Jesus’ disciples lived in a world in which there was no reason to hope and they found reasons to keep hope alive. They lived in a world in which people were devalued and discounted and crucified and they learned to love each other and taught those around them to see the world through the eyes of love. They lived in a world of abusive power and discovered a deep connection to an even greater power they called God which filled the universe and made new life possible.
We live in a world that’s much less certain than it was just a bit ago. This world is asking us to devalue people who differ from us, to fear abusive power, to give up hope.
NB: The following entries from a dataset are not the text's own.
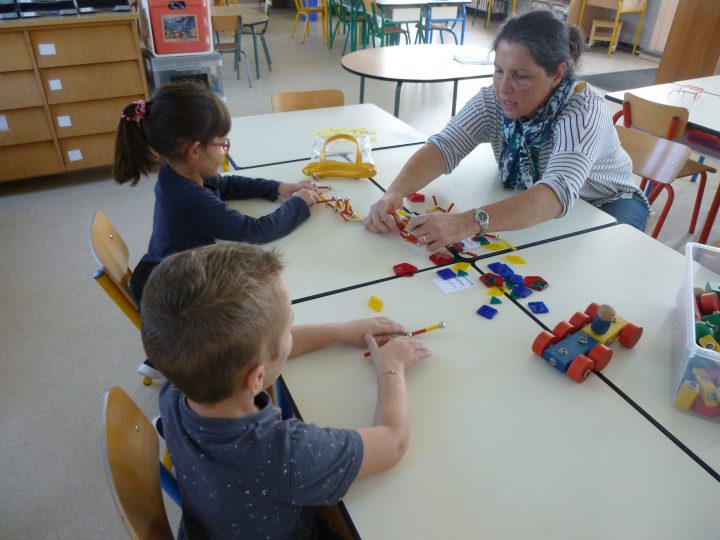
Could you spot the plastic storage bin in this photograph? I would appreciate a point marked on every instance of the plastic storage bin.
(699, 375)
(179, 26)
(205, 68)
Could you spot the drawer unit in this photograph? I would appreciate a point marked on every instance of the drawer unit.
(87, 117)
(27, 160)
(63, 84)
(24, 125)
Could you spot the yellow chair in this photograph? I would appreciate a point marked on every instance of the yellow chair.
(311, 99)
(131, 449)
(111, 254)
(305, 10)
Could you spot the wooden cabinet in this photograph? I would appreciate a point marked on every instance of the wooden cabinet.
(63, 83)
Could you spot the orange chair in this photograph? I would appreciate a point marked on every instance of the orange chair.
(669, 122)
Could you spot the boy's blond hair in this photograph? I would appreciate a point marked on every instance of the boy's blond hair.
(210, 313)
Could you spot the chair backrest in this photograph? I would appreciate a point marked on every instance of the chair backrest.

Some folks want us to believe that it doesn’t matter if people are fed and illness healed, if children are embraced and those who struggle are lifted up. There is reason to be intimidated. But we don’t stand in this world alone. We are a community built on the foundation of the faith of generations. We are the next page in a long story that refuses to give up hope and insists on the power of love. We are joined in creating new life by the power of God’s love which fills the universe and fills our hearts and will never leave us. We know resurrection because we are living resurrection together.